Matt -   That's right.  So most viruses are quite stable but they really need to remain wet, so they're normally transmitted in droplets, say from a sneeze or via the faecal/oral route where you've probably got a tiny bit of moisture on your fingers.  But in this case, if we want to be able to stabilize this, it's really crucial to have them dry because if they're dry, then the chemistry which should normally degrade them can't actually happen.

Chris -   So which viruses are you looking to use and how?

adenovirusMatt -   So, we focused in this work on two viruses, adenovirus and a pox virus called 'modified vaccinia virus'.  These are exciting because they're two viruses which may be used to form the platform for a new generation of vaccines against diseases like malaria and HIV, and TB where there aren't any vaccines or where the current vaccines are no good.

Chris -   And what is the impediment or problem with using these agents in the third world at the moment?

Matt -   Well, the problem is that they're live viruses.  So, they're living organisms and they're very sensitive to heat, so all the live viral vaccines at the moment have to be kept in the fridge.  They're usually manufactured in Europe and they're shipped all over the world in refrigerated containers, and they even have to be kept in the fridge at their destination.  If they do warm up, then they essentially have to be thrown away.
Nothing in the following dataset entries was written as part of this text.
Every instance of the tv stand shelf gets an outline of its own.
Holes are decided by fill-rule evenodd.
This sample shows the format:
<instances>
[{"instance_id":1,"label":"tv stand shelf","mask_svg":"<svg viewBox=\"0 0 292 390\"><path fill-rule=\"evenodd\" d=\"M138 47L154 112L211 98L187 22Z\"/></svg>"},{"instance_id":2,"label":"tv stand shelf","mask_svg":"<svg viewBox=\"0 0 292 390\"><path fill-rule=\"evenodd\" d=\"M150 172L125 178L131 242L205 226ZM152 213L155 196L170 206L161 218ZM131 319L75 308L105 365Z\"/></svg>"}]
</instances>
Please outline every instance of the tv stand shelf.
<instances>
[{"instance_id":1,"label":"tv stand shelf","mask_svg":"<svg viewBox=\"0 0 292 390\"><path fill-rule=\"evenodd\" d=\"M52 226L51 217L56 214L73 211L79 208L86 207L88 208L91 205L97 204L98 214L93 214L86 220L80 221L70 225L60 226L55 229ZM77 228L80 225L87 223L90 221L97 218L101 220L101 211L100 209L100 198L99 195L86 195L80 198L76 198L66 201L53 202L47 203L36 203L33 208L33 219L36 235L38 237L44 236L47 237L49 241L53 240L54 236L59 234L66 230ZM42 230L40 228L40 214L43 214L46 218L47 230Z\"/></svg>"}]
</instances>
Chris -   I would presume then that the actual spend on keeping vaccines cold probably makes up a significant proportion of the total cost of the vaccine then?

Matt -   Yes.  It's about 20 percent and that doesn't include wastage.
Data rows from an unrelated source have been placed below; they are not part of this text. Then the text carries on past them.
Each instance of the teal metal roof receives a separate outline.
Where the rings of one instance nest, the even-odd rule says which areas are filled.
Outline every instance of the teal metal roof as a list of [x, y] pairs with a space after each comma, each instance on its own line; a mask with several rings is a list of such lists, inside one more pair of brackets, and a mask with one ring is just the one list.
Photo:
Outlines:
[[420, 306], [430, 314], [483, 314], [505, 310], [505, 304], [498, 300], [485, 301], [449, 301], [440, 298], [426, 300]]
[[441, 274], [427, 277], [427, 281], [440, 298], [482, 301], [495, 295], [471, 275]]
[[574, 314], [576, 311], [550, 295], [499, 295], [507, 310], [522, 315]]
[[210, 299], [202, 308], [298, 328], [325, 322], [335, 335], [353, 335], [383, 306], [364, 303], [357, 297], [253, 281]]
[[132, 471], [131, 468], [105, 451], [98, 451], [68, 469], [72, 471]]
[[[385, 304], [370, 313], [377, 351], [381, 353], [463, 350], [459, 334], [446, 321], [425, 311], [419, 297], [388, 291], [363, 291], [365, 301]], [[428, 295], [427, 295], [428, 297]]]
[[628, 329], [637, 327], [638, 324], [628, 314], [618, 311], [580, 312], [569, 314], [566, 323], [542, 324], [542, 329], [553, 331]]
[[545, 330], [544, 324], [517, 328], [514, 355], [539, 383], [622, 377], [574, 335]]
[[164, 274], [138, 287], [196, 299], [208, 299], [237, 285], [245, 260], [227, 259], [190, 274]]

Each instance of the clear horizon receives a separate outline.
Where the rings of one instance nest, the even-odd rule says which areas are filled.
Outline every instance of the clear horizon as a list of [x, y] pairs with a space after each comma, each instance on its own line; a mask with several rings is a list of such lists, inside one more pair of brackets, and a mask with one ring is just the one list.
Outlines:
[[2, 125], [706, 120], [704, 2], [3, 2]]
Chris -   Which is a huge amount and obviously, totally beyond the realms of many countries to spend money or even to have the infrastructure to keep a vaccine cold.  So presumably your platform would enable you put viruses into these sugar glasses.  They would therefore be stable at what sorts of temperatures, for how long?
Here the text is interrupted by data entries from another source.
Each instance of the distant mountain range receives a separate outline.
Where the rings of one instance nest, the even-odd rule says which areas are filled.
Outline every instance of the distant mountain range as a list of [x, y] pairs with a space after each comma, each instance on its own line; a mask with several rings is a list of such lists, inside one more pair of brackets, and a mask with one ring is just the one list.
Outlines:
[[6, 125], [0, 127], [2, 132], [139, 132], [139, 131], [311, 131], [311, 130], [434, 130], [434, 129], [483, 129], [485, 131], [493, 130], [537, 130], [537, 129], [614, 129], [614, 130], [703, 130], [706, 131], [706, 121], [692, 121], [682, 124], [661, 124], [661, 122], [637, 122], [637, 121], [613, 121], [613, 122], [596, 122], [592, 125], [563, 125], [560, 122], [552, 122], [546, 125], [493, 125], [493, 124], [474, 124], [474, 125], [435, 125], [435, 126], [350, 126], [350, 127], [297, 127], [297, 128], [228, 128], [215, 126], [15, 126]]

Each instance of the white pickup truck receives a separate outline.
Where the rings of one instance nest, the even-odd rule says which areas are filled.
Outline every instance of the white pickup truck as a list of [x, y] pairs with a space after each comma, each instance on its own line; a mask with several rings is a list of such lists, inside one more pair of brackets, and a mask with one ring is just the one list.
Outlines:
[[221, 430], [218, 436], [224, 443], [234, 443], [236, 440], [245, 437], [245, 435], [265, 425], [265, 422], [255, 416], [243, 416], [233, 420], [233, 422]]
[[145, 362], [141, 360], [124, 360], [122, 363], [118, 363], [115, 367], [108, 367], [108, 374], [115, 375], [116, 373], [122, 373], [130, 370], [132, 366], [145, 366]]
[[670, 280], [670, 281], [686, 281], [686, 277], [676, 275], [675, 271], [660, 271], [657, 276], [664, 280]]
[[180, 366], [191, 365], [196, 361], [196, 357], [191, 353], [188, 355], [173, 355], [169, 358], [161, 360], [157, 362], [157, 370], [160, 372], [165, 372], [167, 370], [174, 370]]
Matt -   We've managed 45 degrees for six months.

Chris -   Which is pretty impressive.

Matt -   Yes.  It's amazing.

Chris -   You presumably then would just take the vaccines out to the bush in the middle of nowhere and they would remain stable until someone had them administered?

Matt -   That's right, yes.

Chris -   Do you think that these sugars would be safe in the body?

Matt -   Yes.  They're completely safe.

Chris -   How do we know that?

Matt -   They are actually already used in the current vaccines . Some of the current vaccines.  So it's a combination of these sugars together with the new method of actually performing the drying that has enabled us to do what we've done.

Chris -   Any idea when you'll be able to wheel this out and when people will begin to see the benefit of this?

Matt -   Yes.  We're thinking possibly as early as 5 years, maybe more like 10 because we've done this very much on a laboratory scale.  So now, we have to actually do it according to good clinical manufacturing practice which is a set of legislations which we need to adhere to in order to make a product that could actually be used in humans.  That's being done by our commercial partners, Nova Laboratories in Leicester.

Chris -   All right.  Well, we wish you luck with it and thank you very much for joining us, Matt, and telling us about your work.  That was Matt Cottingham.  He's at the University of Oxford and he and his colleagues have published a paper - it's in Science Translational Medicine this week - in which they outline how these new sugar-based glasses can be used to make viruses survive intact in very otherwise hostile conditions.